Я рассмеялся над их грубым чувством юмора. В их возрасте, находясь в компании своих дружков, я поступил бы точно так же. Увидев мой смех, они вскоре отступили. Смех над оскорблением оказался лучшей альтернативой ханжеской стыдливости.
Посмотрел ли я на картинки в журнале «Плейбой»? Конечно, нет. Я благонравный монах, сохраняющий обет целибата. Тогда откуда мне известно, что это был экземпляр «Плейбоя»? Мой водитель сказал мне об этом. По крайней мере, это именно та версия изложения событий, которой я придерживаюсь.
Дурак
Кто-то называет вас дураком. Затем вы начинаете думать: «Как он мог назвать меня дураком? У него нет никакого права называть меня дураком! Обзывать меня дураком оскорбительно! Я отомщу ему за то, что он назвал меня дураком». И внезапно вы понимаете, что позволили этому человеку назвать вас дураком ещё четыре раза.

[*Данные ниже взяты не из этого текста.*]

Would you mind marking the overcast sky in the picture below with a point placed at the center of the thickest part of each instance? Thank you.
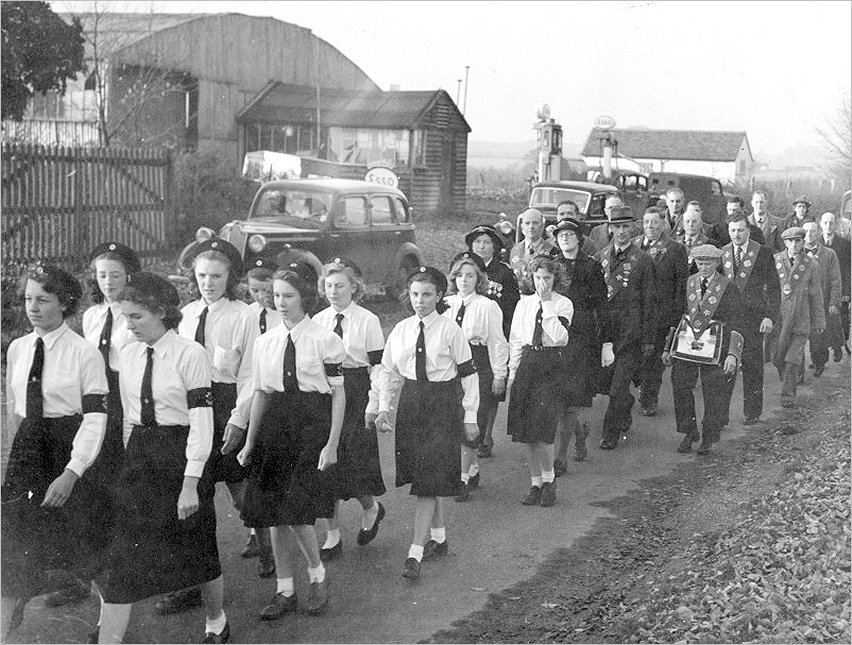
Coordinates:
(773, 69)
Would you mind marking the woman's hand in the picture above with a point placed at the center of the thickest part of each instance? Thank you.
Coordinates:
(383, 422)
(244, 456)
(60, 489)
(328, 457)
(471, 431)
(498, 387)
(234, 436)
(188, 500)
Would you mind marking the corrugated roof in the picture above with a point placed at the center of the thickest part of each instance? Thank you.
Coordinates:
(280, 102)
(692, 145)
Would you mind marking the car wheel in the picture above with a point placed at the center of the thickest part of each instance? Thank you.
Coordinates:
(400, 277)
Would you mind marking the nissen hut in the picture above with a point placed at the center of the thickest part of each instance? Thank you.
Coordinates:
(234, 83)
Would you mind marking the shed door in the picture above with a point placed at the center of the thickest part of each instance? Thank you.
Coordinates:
(448, 171)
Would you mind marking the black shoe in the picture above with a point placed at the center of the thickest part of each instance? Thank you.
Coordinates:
(332, 552)
(224, 637)
(74, 592)
(533, 498)
(411, 569)
(251, 549)
(178, 601)
(464, 493)
(434, 550)
(365, 536)
(318, 598)
(548, 493)
(279, 607)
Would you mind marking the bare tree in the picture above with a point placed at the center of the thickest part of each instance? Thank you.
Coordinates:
(837, 135)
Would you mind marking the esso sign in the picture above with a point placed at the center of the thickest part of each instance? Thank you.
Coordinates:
(382, 175)
(604, 123)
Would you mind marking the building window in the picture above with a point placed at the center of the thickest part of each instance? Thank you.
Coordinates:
(373, 145)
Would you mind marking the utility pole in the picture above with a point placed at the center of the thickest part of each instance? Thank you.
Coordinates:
(466, 71)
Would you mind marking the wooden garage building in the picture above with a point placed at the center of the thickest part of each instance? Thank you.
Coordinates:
(232, 83)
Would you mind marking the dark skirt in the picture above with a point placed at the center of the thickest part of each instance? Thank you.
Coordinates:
(285, 487)
(219, 467)
(539, 394)
(429, 426)
(37, 539)
(155, 552)
(358, 471)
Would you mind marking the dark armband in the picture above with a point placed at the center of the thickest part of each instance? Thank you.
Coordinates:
(466, 369)
(94, 403)
(200, 397)
(667, 346)
(333, 369)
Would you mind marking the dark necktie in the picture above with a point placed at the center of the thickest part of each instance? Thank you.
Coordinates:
(420, 356)
(148, 418)
(35, 398)
(538, 330)
(199, 331)
(291, 382)
(106, 338)
(460, 315)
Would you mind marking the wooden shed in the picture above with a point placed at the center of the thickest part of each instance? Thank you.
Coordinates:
(231, 84)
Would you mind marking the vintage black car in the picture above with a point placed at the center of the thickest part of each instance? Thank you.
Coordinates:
(316, 220)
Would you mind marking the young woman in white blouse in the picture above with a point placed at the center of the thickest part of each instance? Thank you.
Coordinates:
(481, 321)
(358, 471)
(166, 530)
(56, 383)
(539, 373)
(294, 429)
(262, 312)
(427, 355)
(219, 322)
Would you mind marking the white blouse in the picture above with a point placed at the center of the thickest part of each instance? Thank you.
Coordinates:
(180, 383)
(73, 382)
(555, 331)
(93, 323)
(446, 352)
(482, 324)
(319, 358)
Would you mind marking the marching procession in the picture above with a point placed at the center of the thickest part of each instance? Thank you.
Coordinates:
(126, 430)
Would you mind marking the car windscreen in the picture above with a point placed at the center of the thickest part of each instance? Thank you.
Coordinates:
(549, 197)
(298, 207)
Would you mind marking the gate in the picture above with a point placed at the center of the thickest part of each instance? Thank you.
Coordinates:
(59, 202)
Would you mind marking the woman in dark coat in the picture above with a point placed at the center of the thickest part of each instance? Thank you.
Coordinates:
(484, 241)
(584, 285)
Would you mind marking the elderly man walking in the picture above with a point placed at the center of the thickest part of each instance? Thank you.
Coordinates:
(802, 312)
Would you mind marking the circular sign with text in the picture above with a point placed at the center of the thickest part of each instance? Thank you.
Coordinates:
(382, 175)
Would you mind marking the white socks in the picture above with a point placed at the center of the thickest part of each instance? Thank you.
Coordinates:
(332, 537)
(217, 625)
(316, 574)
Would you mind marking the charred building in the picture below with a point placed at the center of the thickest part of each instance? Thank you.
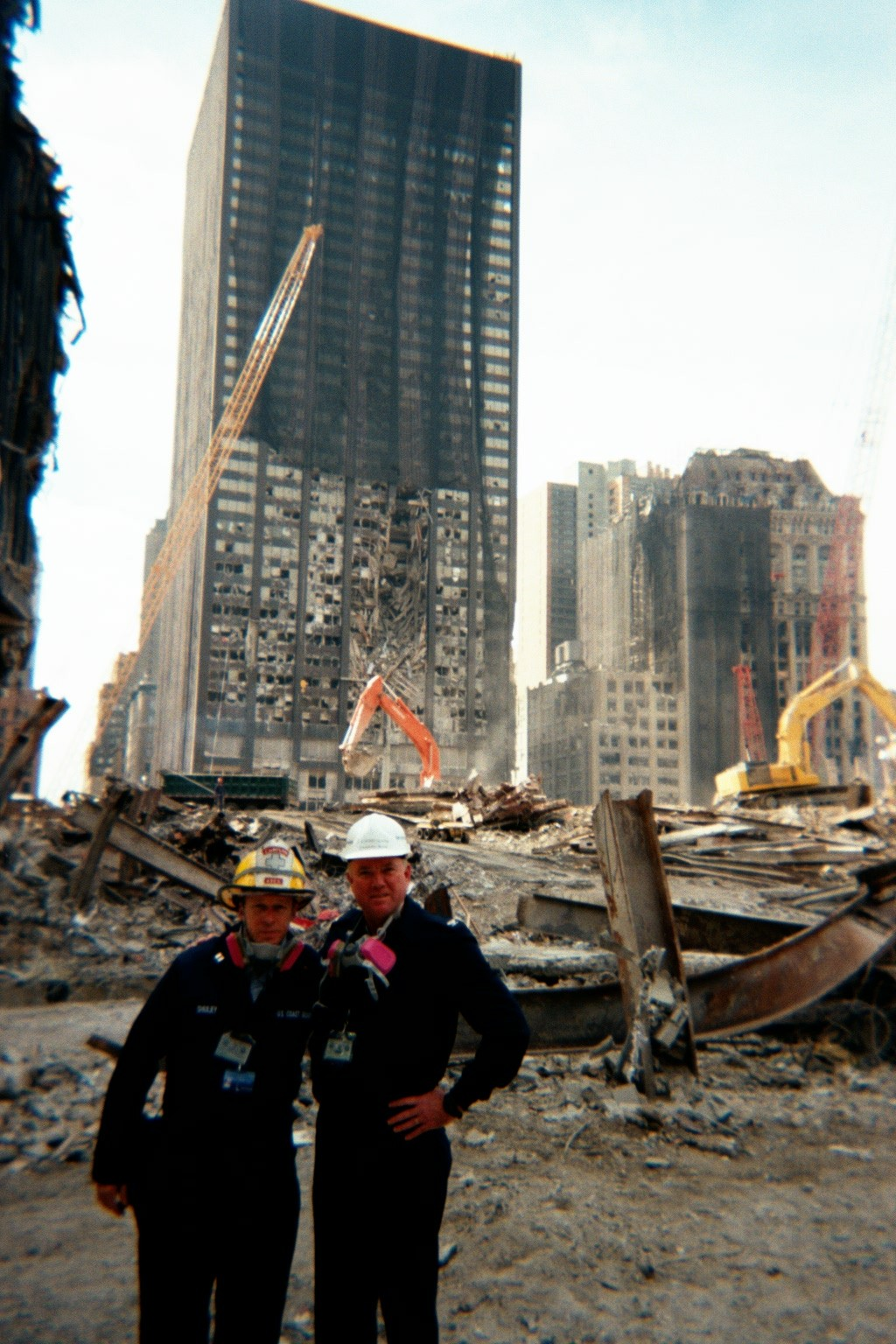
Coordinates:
(725, 570)
(37, 277)
(366, 522)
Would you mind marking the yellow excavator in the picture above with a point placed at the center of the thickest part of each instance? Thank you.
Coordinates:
(793, 767)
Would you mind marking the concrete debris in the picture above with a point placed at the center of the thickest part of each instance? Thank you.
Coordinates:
(453, 815)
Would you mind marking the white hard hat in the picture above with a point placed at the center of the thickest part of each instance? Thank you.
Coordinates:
(375, 836)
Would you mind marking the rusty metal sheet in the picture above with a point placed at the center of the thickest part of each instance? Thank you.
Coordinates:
(700, 928)
(792, 975)
(161, 858)
(743, 996)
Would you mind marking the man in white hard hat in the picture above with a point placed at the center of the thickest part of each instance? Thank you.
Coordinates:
(214, 1193)
(381, 1045)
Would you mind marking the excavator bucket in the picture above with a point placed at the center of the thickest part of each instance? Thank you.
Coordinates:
(359, 761)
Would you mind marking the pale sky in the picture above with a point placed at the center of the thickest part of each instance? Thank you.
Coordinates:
(708, 207)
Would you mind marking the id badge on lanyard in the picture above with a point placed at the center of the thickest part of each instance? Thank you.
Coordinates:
(235, 1048)
(340, 1047)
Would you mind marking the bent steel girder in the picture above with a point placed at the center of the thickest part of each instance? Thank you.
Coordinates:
(746, 995)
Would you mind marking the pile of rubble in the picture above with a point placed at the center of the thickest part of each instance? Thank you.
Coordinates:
(453, 815)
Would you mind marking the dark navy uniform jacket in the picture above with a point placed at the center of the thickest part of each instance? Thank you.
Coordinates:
(403, 1040)
(203, 995)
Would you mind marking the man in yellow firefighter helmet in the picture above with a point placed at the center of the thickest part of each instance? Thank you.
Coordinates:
(214, 1190)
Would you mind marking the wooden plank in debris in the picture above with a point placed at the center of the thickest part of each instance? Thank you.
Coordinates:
(80, 882)
(639, 906)
(23, 746)
(153, 854)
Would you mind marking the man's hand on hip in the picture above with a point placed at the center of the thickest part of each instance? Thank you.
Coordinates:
(115, 1198)
(416, 1116)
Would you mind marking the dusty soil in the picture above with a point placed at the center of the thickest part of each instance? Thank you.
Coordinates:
(755, 1206)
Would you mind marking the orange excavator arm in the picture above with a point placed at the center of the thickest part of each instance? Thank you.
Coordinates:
(376, 696)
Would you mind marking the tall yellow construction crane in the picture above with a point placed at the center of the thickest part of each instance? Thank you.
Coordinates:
(210, 471)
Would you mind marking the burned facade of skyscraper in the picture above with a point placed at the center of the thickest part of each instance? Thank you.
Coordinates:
(366, 521)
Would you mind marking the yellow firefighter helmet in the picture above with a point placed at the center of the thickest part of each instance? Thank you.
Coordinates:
(270, 870)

Каждый раз, вспоминая слова этого человека, вы позволяете ему называть вас дураком. В этом заключается вся трудность.
Если кто-то обзывает вас дураком и вы немедленно отпускаете это, то это более не беспокоит вас. В этом заключается разрешение проблемы.
Зачем позволять другим людям управлять вашимвнутренним счастьем?
Страдание и отпускание страдания
Мысли о стирке
В нынешние времена люди слишком много думают. Если бы они хоть немного умерили прыть своего ума, их жизнь протекала бы намного проще.
В нашем монастыре в Таиланде одну ночь каждой недели монахи отказывались от сна, посвящали всю ночь медитации, которая длилась в главном зале от заката до восхода. Данная медитация являлась частью лесной монашеской традиции. Эти условия не были слишком суровыми, поскольку мы всегда могли вздремнуть следующим утром.
Одним таким утром, после сеанса ночной медитации, когда мы собирались разойтись по своим хижинам и отоспаться, настоятель подал знак молодому монаху австралийского происхождения. К ужасу этого монаха, настоятель отдал распоряжение выстирать огромную кучу одежды, причём приказал ему сделать это немедленно. По нашей традиции мы заботимся о настоятеле, стирая его одежду и оказывая ему прочие незначительные услуги.
Куча белья для стирки была гигантской. Более того, весь процесс стирки выполнялся традиционным способом, принятым у лесных монахов. Необходимо было натаскать воды из колодца, развести большой костёр и нагреть воду. Из бревна хлебного дерева с помощью монастырского мачете строгали щепки. Щепки добавляли в кипящую воду, чтобы они отдали сок, который действует в качестве моющего средства. Затем каждый предмет одежды по одному помещали в деревянное корыто, в которое затем наливали коричневый кипяток, и одежду выбивали руками до тех пор, пока она не становилась чистой. Затем монах должен был высушить одежду на солнце, время от времени переворачивая её, чтобы на ткани, окрашенной натуральными красками, не осталось полос. Стирка даже одного одеяния была долгой и тяжёлой процедурой. Стирка такого большого количества одежды должна была занять не один час. Молодой монах, уроженец города Брисбен, после бессонной ночи чувствовал себя очень уставшим. Мне было его жаль.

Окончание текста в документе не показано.